Fat Loss Facilitation

Protein is filling enough to help curb hunger pangs and chemically contributes to appetite suppression by reducing the “hunger hormone” ghrelin. A high-protein diet raises your metabolism and increases levels of appetite-reducing hormones like peptide YY (PYY) and glucagon-like peptide-1 (GLP-1). More satiety means fewer calories consumed throughout the day, which quickly leads to safe, maintainable weight loss and the reduction of dangerous body fat.

The Enduring Power of Protein

Popular because they’re convenient and effective, protein powders and supplements are here to stay and can offer you a wide variety of options, from self-mix formulas and powders to ready-to-drink protein shakes. If you’ve got your preferred protein supplement ready to go, then it’s time to wonder: when should you drink protein?

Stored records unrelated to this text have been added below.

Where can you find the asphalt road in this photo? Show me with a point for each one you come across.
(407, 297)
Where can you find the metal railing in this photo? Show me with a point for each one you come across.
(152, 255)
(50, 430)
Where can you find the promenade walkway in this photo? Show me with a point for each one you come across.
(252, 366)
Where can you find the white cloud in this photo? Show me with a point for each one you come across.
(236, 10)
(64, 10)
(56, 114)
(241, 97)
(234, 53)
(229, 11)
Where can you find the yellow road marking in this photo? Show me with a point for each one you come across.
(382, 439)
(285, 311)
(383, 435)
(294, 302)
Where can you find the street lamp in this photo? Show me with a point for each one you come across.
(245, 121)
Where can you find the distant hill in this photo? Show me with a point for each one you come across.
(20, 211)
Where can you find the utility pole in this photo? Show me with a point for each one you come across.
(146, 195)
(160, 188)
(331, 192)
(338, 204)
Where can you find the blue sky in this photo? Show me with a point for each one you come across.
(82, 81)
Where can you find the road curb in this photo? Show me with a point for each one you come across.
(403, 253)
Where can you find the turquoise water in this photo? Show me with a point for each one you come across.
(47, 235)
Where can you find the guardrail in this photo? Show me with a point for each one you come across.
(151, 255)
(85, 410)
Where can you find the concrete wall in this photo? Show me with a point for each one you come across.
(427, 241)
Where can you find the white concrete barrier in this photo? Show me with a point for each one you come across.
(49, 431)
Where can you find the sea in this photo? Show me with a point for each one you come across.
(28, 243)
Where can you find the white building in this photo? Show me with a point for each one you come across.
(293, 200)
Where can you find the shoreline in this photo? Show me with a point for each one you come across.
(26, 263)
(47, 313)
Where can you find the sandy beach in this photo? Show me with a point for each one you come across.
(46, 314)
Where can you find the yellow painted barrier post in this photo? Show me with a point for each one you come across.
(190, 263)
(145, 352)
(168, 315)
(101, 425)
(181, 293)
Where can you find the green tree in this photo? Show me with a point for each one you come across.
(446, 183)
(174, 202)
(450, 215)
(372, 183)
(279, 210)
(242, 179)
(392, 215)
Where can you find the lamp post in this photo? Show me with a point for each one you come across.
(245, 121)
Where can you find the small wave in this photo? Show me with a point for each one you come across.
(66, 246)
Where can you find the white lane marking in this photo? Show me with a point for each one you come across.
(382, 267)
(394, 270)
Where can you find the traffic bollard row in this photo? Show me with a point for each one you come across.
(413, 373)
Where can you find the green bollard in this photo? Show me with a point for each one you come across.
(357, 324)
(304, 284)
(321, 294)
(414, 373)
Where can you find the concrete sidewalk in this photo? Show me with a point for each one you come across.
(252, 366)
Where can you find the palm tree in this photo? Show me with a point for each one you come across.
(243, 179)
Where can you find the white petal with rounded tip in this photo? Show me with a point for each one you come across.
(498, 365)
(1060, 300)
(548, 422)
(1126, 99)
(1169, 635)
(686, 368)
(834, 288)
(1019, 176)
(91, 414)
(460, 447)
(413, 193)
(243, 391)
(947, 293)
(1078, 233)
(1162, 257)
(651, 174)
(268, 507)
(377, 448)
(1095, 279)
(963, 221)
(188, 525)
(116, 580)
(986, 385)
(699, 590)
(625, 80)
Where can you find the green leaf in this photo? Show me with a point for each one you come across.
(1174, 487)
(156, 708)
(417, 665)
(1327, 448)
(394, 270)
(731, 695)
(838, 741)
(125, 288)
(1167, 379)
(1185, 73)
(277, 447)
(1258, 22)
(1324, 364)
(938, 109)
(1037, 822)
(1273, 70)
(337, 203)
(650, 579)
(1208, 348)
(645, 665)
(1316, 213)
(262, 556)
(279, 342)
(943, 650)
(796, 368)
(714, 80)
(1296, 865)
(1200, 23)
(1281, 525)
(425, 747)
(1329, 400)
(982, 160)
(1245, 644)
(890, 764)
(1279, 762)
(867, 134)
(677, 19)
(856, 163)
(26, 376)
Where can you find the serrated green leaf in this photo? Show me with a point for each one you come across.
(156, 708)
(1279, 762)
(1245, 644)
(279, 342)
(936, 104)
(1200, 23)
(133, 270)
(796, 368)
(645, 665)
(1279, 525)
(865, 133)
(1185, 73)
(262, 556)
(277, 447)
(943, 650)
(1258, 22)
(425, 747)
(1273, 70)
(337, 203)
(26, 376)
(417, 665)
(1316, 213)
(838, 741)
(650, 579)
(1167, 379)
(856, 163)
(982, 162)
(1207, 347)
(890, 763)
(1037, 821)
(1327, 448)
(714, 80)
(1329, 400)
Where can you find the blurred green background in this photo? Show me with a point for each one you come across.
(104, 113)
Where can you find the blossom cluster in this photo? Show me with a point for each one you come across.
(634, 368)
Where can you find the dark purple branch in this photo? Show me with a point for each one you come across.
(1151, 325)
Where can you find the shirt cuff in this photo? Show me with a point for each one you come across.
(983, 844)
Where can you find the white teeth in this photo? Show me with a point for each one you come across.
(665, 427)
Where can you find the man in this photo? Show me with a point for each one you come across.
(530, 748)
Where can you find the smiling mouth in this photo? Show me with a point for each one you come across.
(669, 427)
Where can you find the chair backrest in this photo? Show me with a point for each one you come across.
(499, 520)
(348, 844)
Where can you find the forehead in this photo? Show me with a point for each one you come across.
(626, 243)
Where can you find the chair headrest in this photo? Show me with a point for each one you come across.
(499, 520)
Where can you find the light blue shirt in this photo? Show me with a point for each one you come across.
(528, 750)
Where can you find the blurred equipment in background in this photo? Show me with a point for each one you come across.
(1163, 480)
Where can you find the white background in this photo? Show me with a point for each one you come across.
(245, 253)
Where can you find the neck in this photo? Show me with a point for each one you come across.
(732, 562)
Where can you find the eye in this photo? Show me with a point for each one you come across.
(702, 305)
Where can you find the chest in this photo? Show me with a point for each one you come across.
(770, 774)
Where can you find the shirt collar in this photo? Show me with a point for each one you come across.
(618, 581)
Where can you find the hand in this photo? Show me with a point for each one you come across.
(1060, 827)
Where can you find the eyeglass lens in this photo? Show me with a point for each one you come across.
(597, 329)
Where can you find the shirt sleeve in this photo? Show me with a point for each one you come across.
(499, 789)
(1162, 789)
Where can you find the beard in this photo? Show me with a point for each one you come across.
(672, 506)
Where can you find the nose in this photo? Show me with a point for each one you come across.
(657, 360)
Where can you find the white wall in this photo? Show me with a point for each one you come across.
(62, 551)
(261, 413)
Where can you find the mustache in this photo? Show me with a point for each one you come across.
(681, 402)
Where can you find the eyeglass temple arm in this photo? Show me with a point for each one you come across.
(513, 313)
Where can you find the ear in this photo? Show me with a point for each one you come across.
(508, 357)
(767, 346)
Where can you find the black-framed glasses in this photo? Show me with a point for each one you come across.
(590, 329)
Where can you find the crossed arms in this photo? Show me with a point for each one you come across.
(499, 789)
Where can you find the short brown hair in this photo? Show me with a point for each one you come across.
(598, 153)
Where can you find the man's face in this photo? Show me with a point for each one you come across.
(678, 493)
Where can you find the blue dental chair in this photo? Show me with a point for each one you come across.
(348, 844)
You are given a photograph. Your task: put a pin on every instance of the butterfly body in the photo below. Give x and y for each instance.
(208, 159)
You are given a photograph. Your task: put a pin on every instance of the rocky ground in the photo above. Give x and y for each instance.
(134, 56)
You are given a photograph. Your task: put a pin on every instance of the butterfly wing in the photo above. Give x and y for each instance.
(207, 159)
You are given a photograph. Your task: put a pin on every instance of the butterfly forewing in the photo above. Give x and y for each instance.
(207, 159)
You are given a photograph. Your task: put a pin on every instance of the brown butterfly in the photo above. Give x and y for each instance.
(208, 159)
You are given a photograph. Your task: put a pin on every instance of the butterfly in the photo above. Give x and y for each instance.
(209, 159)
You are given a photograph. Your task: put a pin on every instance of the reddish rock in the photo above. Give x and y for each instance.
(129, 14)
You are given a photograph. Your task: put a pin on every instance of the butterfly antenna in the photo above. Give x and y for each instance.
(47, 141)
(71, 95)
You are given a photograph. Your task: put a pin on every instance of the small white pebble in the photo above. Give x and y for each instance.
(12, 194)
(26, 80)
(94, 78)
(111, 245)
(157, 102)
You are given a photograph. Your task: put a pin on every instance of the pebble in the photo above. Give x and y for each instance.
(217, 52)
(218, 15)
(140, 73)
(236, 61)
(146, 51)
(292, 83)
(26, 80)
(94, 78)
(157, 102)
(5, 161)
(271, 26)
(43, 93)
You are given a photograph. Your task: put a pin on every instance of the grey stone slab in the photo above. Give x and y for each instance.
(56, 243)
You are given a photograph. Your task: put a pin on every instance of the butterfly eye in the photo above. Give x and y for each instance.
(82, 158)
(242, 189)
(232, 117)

The Best Time to Take Protein Depending on Your Workout

Depending on your goals and activities, there are recommended times to take protein for the greatest effectiveness for your energy levels and muscle-building needs. Here are specific recommendations based on different types of workout activity.

The best time to take protein supplements.

Aerobic/Cardiovascular Exercise

Best time to take protein: Pre-workout and post-workout

The amino acid leucine is one of the three branched-chain amino acids (BCAAs), and it promotes muscle recovery after workouts. Not only that, it activates protein synthesis, prompting new muscle to be built. One might think that due to leucine’s ability to boost endurance and stamina, one should take a BCAA supplement before a workout, but the science contradicts that idea. Not only are BCAAs only three of the nine essential amino acids needed to construct new muscle, leucine and the other BCAAs (isoleucine and valine) experience oxidative degradation during aerobic activity.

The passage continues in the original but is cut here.